Para esto la riquísima segunda parte del libro se mueve en la dirección que Heidegger había
vislumbrado sin poder seguirla: Agamben primero emprende una aguda arqueología del “dispositivo
aristotélico”, a la vez ontológico y lingüístico, que aísla al sujeto escindiendo esencia y existencia,
para adentrarse luego en el campo aún inexplorado de la “ontología modal”. Si alguna vez el
pensamiento moderno ha arribado a este territorio fue en la correspondencia entre Leibniz y Des
Bosses, y con ese concepto al que Leibniz ha dado el nombre (“inattendu et énigmatique”

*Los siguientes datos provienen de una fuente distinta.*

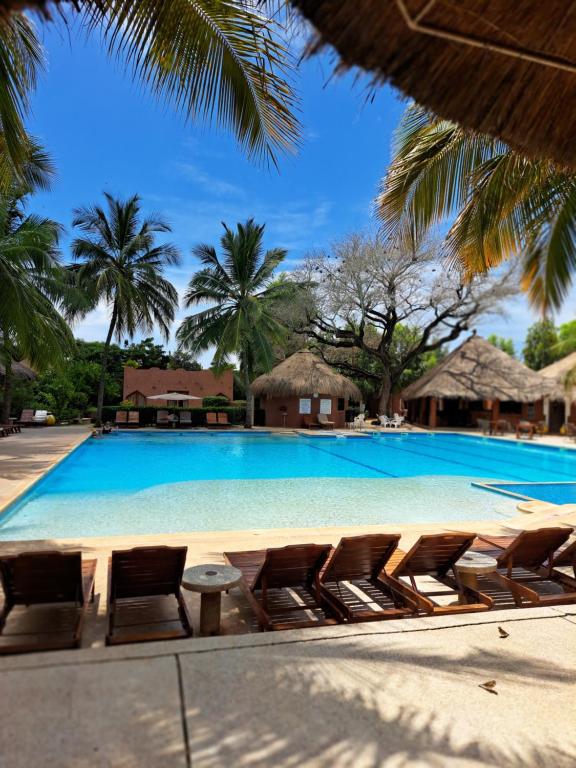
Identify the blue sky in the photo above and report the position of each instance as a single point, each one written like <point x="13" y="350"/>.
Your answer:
<point x="107" y="133"/>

[inesperado y enigmático], dirá Charles Blondel) de vinculum substantiale. Caído –con la notable
excepción de Maine de Biran– en un cono de sombra a lo largo del siglo XIX, el vinculum, que para
Leibniz combina la multiplicidad rebosante de mónadas en una substancia, era redescubierto en
1930 precisamente por Blondel (en clave anti-kantiana), y luego por el historiador Alfred Boehm y en
tiempos más recientes por Gilles Deleuze, quien le confió un papel clave en la transición desde la
ontología clásica hacia su “filosofía del haber”. La original estrategia de Agamben apunta más bien al
término “exigencia”: si el vínculo, como decía ya Leibniz, exige a las mónadas, la exigencia debe
sustituir ahora a la substancia como concepto central de la ontología. El ser no se apropia de los
modos de ser, sino que los exige, se despliega en ellos, no es más que sus modificaciones. La vida
no es más que su forma y la forma –según la bella expresión de Vittorino– se genera viviendo.

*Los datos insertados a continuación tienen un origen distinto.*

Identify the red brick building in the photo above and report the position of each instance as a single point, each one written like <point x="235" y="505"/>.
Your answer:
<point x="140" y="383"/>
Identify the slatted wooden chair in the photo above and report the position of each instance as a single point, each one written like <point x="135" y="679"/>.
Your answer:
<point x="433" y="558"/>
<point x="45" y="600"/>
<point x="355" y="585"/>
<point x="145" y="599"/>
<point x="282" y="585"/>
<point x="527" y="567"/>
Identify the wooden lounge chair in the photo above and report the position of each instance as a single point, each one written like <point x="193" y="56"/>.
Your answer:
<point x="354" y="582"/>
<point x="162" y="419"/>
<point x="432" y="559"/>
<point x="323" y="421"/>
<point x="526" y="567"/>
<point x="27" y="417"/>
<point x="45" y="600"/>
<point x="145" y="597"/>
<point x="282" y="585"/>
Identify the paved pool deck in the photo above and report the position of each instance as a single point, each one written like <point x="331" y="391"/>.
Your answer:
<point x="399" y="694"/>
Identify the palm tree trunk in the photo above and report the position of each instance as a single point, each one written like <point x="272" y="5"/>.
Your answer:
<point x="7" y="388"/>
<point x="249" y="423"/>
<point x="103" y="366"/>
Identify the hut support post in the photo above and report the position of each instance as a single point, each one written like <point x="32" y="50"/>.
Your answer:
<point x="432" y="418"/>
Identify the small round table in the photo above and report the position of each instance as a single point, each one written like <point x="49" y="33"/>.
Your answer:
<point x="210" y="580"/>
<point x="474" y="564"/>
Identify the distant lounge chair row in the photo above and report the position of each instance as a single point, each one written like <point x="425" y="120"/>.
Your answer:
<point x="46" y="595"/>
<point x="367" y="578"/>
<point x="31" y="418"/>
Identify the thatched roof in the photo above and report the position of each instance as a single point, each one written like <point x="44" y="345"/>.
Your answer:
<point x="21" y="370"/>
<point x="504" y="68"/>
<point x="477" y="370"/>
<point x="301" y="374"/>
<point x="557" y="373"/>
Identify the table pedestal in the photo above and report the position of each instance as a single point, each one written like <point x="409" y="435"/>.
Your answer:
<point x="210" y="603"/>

Todas las oposiciones (existencia/esencia, potencia/acto, etc.) sobre las que estaba
construida la tradición metafísica devienen así revocadas, y con ellas todas las particiones sobre las
cuales, con un proyecto correspondiente, la filosofía política a lo largo de los siglos ha desarrollado y
nutrido el dispositivo de la soberanía (vida desnuda/poder; oikos/polis; violencia/orden;
multitud/pueblo). En la forma-de-vida, en la vida que se forma o se genera viviendo, zoè y bios no
están ya más en una relación de oposición, sino que “se contraen la una sobre la otra”, entrando en
contacto. Agamben retoma esta palabra de Giorgio Colli en su significado técnico: el contacto es “un
vacío de representación” (donde representación significa a su vez, para Colli, “una relación simple”).
Ahora, «Homo sacer, I» enseñaba que la forma pura de la relación es el bando soberano. Llegar, en
el uso o en el contacto, más allá de la relación, quiere decir así, traspasar verdaderamente un umbral
ontológico-político, pensar a la vez el ser y la política ya no más como una relación o representación.